Christina Forrer is included in You Stretched Diagonally Across It: Contemporary Tapestry on view at Dallas Contemporary through October 12, 2025.
This group exhibition is at once a celebration of the genre and a categorical collapse, offering extended engagement with tapestry while magnifying how its contemporary practitioners are challenging the material, ideological, and narrative conventions of the age-old medium. Across works by thirty artists, the exhibition suggests tapestry as an active inflection point for unresolved inquiries into the human condition, including notions of authenticity, durational effort in the face of technological efficiency, and depictions of vastness and omniscience in physical form. The tapestries here move beyond the rigid ethnographic categorizations that have often guided the presentation of textile in institutional settings, instead reflecting circulations of people, materials, plants, and trade colors, both native and not, and identities that are temporary and contentious, or even unverifiable.
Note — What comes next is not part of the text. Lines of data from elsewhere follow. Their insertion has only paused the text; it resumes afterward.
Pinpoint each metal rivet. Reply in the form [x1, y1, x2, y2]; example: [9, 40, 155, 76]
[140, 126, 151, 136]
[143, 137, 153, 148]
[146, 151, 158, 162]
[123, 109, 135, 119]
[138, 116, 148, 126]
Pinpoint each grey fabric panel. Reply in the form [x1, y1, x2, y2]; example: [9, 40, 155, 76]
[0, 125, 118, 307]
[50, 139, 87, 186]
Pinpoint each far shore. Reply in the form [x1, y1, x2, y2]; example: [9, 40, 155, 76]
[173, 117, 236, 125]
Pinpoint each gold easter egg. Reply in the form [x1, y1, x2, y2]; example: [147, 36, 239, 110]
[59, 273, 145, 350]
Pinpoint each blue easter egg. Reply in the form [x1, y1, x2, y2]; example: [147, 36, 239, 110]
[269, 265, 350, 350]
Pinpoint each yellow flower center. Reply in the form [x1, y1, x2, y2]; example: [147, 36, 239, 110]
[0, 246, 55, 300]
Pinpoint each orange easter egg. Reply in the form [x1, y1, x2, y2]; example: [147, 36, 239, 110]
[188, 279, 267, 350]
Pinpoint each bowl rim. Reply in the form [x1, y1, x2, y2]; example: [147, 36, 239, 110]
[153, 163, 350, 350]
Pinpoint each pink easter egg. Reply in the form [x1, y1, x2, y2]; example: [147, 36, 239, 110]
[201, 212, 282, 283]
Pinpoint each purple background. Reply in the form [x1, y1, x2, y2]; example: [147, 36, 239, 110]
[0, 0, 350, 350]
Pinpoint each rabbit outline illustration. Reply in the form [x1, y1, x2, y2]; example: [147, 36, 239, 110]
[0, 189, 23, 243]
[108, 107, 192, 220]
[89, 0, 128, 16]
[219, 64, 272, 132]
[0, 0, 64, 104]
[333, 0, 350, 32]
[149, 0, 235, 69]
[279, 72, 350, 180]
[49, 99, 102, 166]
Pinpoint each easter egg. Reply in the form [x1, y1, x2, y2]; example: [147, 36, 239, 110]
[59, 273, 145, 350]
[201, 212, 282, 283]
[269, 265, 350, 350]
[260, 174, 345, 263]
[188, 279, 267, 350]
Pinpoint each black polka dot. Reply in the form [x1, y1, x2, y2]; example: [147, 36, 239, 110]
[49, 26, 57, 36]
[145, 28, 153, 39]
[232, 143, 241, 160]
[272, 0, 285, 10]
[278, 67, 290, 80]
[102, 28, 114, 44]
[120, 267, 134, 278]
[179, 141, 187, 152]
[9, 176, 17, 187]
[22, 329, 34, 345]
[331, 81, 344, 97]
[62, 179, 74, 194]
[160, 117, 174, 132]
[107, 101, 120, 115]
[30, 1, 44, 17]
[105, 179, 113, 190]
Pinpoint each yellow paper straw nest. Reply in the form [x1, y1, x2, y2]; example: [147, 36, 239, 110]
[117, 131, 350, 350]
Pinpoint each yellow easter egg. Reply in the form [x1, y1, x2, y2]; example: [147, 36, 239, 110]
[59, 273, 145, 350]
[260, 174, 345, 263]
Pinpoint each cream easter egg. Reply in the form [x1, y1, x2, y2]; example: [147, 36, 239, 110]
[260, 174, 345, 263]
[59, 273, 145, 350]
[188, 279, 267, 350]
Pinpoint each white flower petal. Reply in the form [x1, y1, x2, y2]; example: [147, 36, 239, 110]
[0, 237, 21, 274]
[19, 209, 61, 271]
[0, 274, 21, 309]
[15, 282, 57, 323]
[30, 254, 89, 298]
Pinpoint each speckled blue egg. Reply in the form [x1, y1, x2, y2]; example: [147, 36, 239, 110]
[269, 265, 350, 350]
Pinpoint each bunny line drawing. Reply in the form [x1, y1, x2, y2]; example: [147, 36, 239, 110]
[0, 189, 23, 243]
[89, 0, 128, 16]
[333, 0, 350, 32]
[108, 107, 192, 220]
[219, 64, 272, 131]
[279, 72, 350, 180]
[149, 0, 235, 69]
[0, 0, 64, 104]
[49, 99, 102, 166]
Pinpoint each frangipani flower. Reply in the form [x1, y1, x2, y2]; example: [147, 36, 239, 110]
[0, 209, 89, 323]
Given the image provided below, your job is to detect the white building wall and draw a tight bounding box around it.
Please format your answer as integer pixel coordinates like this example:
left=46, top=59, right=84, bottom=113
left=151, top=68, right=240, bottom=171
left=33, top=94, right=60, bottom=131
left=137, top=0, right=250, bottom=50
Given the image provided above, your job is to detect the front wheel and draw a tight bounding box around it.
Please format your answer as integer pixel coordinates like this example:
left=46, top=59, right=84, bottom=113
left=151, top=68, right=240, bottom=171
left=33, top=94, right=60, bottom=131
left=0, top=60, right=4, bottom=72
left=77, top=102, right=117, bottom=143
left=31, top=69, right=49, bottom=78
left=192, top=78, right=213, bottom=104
Taking its title from a letter written by Kafka, in which he imagines his father’s presence woven across a map of the world, You Stretched Diagonally Across It depends, like the pieces that compel it, on exceeding fixed latitudes and boundaries – between art and craft, perception and tactility, and tradition and improvisation – even to the point of unraveling. A tapestry, as posited by guest curator Su Wu, is an object in which the image and its substrate are co-arising, in a medium that often makes of gesture a devotion. In our screen-mediated contemporary moment, the exhibition offers tapestry as uniquely situated to reconsider material and temporal significance – whether it matters what our myths are made of – and the relationship between surfaces and the structures that comprise them.